The arrow had gone straight through her, again. Every time she breathed, she could feel the air drain out of her chest. Do I have a punctured lung? Is this what that feels like? She could feel the blood as it streamed down her back and onto her legs. Lightheaded and woozy, she felt herself swoon and she caught herself by putting her hand against the wall. I need to stop and heal before I drop. She reached for her belt pouch, but then realized it wasn’t there. I don’t have my gear. I’m going to die.

Staggering forward, her arm over Lefty’s shoulder, they reached the edge of the torchlight where Calista stopped to shake the cobwebs from her head. The blood loss was getting intense.

Lefty had already begun searching the wall. “Is this is?”

“Yeah, there should be a trigger here somewhere,” she said.

“Can you see a trigger anywhere?” Lefty asked.

“I don’t know, can you?” She replied.

“I’m trying but I’m not the Delver,” he said.

Well I’m not really one right now, either, she thought. She tried the torches. She searched the wall. She searched the rocks along the path. Nothing.

Lefty was looking through the rocks near the path. “Are you sure there’s a door here? Are you sure we’re on the right side of the room?”

She looked back over the room. The lava was creeping fast toward them. Way in the other corner, she saw one of the trolls jump away from the lava as his cloak had caught fire. He fell to the ground as two of his fellows rushed to help him. Most of the trolls were trapped on the other side of the lava, but she counted a dozen that had made it across. They had to escape, and soon.

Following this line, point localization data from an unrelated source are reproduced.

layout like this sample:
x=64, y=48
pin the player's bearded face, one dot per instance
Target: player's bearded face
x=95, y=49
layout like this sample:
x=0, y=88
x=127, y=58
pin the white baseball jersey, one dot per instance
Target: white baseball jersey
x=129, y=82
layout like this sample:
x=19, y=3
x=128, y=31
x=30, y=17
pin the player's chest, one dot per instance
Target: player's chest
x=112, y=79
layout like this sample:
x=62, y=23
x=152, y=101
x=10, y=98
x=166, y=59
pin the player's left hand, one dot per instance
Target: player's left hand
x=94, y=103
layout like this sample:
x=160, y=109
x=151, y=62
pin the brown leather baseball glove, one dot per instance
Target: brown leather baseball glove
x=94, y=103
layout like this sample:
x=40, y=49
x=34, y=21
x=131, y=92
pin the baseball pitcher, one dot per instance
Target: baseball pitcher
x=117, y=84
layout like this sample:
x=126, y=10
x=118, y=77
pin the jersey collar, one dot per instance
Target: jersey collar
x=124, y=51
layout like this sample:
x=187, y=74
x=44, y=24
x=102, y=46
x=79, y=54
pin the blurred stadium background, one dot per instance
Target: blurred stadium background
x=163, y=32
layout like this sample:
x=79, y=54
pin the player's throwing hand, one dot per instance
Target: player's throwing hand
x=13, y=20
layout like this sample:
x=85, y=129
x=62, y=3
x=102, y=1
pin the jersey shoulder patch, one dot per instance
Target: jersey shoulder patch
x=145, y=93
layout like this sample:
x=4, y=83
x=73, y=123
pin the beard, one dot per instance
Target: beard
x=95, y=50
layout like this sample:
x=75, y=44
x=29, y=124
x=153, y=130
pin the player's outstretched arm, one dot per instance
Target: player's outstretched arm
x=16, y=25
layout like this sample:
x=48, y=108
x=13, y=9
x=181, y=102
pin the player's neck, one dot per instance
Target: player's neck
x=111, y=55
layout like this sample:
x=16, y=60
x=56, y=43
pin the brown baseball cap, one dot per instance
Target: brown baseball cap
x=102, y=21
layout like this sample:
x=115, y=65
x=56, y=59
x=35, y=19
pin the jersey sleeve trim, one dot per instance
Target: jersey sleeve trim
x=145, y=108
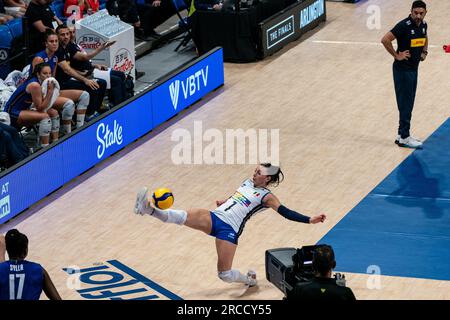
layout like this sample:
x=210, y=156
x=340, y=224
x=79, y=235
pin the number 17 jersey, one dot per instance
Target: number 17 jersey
x=242, y=205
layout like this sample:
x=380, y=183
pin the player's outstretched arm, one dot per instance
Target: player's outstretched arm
x=272, y=201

“I know how Blake thinks,” she said, “ he’s too paranoid to design a hidden door that didn’t go both ways. He always had an escape plan and then a backup to the first plan just in case.”

Lefty leaned against a brazier mounted to the wall. “Well what if his backup plan for this room was to keep someone from going back out the door?”

She shook her head, “That’s not how he … wait …” Then she noticed the brazier Lefty was leaning on was bent away from the wall like a lever.

The mage noticed it the same time she did. “Oh hey!” Lefty exclaimed and then pressed the brazier all the way down and in response a slab of stone sunk in from the wall and slid aside. If Calista hadn’t been in so much pain, she would have laughed.